As I mentioned I broke up the over 1,000 photos I took on the recent trip to Rocky Mountain National Park into folders identified by subject, mainly to help with organizing as I work through editing them. I have the impression that most people don’t edit their digital photos, or only their best ones.
Those of us who are more invested in digital photography do spend a lot of time editing photos. I usually end up editing a given photo at least two or three times, for several reasons. One is that with modern photo editing software there are all kinds of adjustments that can be made, and often changing one means something else needs to be adjusted as a result. Another reason is that, especially in situations with tricky lighting, working on a series of photos taken at nearly the same time and place is helpful. As you get one photo to look the way you want it to, that helps know how to adjust the others in the series.
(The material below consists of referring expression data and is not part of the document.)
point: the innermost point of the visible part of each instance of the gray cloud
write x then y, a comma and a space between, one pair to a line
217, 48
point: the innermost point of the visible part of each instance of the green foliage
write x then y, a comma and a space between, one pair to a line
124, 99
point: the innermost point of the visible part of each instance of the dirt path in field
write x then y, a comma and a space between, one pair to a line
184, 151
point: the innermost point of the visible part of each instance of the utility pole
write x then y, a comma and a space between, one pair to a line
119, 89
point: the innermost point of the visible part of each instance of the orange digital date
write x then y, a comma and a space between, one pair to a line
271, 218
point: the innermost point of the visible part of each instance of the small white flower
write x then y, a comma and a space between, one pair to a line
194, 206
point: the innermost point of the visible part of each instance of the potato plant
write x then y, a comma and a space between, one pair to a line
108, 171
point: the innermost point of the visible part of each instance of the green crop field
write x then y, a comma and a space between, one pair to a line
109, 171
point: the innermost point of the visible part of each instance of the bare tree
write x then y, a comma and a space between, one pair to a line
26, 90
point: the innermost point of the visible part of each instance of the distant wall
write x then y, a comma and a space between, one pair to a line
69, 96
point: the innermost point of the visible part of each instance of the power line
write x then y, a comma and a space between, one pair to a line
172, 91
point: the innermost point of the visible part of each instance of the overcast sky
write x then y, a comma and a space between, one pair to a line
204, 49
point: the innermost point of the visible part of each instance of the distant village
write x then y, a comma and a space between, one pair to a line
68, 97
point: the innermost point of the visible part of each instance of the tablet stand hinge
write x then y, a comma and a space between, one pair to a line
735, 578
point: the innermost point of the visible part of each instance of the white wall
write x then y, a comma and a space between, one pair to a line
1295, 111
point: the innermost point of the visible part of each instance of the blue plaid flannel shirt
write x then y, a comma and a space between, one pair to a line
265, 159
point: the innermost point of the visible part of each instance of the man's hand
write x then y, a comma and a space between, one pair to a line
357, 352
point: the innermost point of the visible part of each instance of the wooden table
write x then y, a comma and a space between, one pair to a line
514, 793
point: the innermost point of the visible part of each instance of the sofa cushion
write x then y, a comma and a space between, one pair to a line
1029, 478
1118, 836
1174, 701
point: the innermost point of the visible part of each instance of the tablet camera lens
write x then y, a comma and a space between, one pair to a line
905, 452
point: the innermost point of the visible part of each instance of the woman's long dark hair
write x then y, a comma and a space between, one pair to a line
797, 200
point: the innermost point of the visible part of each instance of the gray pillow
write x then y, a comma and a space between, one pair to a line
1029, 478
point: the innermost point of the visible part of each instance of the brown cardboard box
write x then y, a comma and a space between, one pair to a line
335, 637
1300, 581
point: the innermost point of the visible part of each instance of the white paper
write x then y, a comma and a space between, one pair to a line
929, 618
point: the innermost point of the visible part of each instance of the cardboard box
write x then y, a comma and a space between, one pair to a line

The first series of photos were of the flatlands of Iowa, Nebraska and Colorado: http://bitly.com/MidwestFlatlands
This new series is of Big Thompson Canyon, the 25 mile connection between Loveland, Colorado, at the foot of the mountains, and Estes Park, the town at the entrance of Rocky Mountain National Park. These were particularly difficult for a number of reasons. There aren’t that many places to pull off the road, so almost all of these were taken from a moving car (as were most of those from the flatlands series and others). Secondly, in many places the walls are very steep and high, so it is hard to frame the shots, and the lighting can be difficult.
I was disappointed when we approached the canyon entrance because it was a very dark, overcast day. Fortunately, we made a trip into Loveland in the middle of our stay, so I had another chance to take photos as we went up and down the canyon, this time with good lighting. So you can see similar shots with different lighting. I’m still not completely satisfied with every one of them.
There was a tragic flood through the canyon in 1976 when over a foot of rain fell in about three hours, resulting in a dam breaking and a wall of water 20 feet high flooding the canyon, killing 143 people.